A row of red-blue-red-blue bricks presents a two-element AB pattern. A child who can extend this sequence correctly has done something cognitively non-trivial: they've abstracted the rule (alternating) from the specific instances (these particular bricks), and applied it forward.

This abstraction process — pulling a rule from examples — is the same cognitive operation used in:

  • Arithmetic: recognising that 2+3 and 3+2 follow the same rule
  • Reading: understanding that letter patterns create sound patterns
  • Programming: seeing that a loop is an abstraction of repeated actions

"Children who demonstrate strong patterning ability at age 4–5 show significantly higher mathematical achievement at age 7–8, even when controlling for general cognitive ability." — Rittle-Johnson et al., Journal of Experimental Child Psychology

Building from AB to more complex patterns

Pattern work with bricks follows a natural developmental progression:

AB patterns (ages 3–4): Alternating two elements. Red-blue-red-blue. Tall-short-tall-short. These are within reach for most three-year-olds once demonstrated.

AAB / ABB patterns (ages 4–5): Three-element cores with repetition. Red-red-blue-red-red-blue, or red-blue-blue-red-blue-blue. The child must track position within the core, not just alternation.

ABC patterns (ages 5–6): Three distinct elements in rotation. More working memory load — the child must hold three positions simultaneously.

Symmetry (ages 4–6): Not a sequence but a spatial rule: this side mirrors that side.

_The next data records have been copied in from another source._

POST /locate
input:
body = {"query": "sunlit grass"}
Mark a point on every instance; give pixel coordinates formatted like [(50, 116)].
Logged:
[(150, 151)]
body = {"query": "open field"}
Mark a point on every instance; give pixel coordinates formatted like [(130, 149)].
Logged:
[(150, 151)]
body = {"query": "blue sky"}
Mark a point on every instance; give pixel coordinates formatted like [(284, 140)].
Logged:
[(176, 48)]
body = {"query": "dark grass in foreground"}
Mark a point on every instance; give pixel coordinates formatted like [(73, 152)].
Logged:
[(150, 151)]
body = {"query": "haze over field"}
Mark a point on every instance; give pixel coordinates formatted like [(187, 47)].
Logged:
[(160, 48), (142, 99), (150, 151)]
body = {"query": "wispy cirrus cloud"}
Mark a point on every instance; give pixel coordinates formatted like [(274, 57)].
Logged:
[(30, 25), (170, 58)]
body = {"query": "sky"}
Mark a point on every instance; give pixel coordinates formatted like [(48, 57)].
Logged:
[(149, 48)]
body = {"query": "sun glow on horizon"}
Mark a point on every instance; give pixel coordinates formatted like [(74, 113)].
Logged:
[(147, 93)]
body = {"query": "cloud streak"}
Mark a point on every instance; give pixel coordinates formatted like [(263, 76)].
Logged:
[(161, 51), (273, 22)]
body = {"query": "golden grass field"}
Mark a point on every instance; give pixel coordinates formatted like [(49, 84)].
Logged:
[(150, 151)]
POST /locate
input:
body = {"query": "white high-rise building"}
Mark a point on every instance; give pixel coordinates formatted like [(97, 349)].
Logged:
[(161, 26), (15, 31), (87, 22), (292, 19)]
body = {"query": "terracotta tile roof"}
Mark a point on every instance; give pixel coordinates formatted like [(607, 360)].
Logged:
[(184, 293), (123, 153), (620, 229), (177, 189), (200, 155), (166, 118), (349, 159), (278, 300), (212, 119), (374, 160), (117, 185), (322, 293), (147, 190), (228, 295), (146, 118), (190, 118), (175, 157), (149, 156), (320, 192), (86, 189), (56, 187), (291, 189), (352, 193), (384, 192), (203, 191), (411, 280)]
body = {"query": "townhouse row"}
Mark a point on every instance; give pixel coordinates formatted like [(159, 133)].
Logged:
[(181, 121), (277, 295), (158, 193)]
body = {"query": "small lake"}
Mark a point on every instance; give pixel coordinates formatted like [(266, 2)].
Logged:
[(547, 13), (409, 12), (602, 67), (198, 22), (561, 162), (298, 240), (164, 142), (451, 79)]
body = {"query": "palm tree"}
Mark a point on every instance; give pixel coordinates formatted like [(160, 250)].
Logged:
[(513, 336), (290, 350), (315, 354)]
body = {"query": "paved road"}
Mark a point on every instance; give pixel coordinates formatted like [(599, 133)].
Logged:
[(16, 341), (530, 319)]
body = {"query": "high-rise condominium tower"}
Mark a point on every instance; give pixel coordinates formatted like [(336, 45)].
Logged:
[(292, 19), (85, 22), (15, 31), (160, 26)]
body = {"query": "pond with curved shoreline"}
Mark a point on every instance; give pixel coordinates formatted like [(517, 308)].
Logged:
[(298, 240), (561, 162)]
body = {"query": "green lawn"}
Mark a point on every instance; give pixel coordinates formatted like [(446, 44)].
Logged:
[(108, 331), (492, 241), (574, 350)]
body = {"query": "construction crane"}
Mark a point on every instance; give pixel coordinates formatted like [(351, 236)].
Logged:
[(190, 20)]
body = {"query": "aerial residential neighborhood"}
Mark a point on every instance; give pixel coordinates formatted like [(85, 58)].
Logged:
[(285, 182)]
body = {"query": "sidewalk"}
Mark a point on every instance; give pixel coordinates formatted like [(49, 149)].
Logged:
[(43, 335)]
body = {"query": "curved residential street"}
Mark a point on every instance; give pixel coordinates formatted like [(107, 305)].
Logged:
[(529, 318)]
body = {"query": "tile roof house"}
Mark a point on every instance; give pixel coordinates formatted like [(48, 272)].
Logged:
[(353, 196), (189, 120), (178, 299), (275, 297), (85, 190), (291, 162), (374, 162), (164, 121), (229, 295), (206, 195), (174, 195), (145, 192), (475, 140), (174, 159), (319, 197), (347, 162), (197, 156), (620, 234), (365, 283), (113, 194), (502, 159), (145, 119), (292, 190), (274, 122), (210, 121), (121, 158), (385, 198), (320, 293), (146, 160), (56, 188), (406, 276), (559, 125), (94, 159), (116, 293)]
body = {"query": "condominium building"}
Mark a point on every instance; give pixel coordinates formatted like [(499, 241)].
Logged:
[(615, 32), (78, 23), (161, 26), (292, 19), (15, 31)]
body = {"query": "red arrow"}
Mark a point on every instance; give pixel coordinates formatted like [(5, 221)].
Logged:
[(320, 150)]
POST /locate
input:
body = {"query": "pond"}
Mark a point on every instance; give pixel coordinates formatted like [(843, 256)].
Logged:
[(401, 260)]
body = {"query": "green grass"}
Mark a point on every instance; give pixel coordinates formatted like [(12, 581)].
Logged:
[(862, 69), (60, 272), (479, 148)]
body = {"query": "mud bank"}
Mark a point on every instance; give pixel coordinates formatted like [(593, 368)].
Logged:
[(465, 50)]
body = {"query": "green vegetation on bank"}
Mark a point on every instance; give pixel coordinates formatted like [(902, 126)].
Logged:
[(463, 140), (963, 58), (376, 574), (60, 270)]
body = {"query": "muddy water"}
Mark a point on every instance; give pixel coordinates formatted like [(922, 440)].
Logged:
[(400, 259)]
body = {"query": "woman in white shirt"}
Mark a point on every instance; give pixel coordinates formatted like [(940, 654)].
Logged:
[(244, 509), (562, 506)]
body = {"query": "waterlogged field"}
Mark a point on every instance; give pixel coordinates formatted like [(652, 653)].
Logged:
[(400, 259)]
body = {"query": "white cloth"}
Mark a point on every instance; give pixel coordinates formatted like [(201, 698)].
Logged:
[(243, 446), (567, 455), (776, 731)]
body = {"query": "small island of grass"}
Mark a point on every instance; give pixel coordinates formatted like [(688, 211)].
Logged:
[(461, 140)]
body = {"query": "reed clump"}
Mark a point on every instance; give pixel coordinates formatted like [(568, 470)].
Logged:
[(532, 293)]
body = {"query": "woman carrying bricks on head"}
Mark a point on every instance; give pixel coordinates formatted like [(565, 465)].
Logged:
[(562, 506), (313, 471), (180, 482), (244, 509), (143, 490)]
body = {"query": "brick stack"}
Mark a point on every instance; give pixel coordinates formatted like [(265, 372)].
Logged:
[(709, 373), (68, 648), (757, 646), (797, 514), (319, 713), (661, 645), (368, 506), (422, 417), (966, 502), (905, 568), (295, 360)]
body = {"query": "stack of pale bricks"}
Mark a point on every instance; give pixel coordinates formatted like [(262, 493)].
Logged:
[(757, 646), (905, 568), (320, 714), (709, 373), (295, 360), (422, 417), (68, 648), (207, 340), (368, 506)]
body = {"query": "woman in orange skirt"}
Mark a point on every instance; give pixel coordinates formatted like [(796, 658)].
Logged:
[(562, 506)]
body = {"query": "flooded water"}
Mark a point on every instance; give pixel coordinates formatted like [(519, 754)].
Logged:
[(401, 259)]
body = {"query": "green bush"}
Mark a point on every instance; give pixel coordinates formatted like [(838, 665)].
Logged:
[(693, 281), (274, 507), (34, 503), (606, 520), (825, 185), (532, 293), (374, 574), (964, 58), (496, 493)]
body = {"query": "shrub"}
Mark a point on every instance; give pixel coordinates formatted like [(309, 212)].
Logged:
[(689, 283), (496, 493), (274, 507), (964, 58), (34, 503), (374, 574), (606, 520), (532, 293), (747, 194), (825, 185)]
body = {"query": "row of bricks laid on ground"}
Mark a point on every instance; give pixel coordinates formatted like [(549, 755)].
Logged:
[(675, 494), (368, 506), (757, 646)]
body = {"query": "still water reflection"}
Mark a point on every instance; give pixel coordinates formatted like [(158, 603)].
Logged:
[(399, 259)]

Bilateral symmetry appears naturally in children's builds around age four and is worth naming explicitly when you see it.

Translating bricks to transfer

The research on pattern training only shows lasting effect when children can transfer — recognise that a red-blue-red-blue sequence and a circle-square-circle-square sequence obey the same rule expressed through different elements.

You can test and practise this directly:

Abstract the pattern. After building a red-blue-red-blue row, ask: "What's the rule?" Not "What colour comes next?" — but what the rule is. Some children will say "they keep swapping." That's the abstraction.

Copy the pattern in a different material. Reproduce the same AB pattern using stickers, fruit, claps, or steps. Does the child recognise it as "the same pattern" even when the elements change? If yes, transfer is happening.

Break the pattern deliberately. Add a wrong brick and ask: "Is something wrong here?" The child who spots it has an implicit model of the rule.


Pattern recognition is one of the few mathematical capacities that is genuinely trainable before formal schooling begins. The child who arrives at Year 1 with a strong intuitive understanding of sequence and rule has a significant foundation — one built in fifteen minutes a day, on the floor, with a pile of bricks.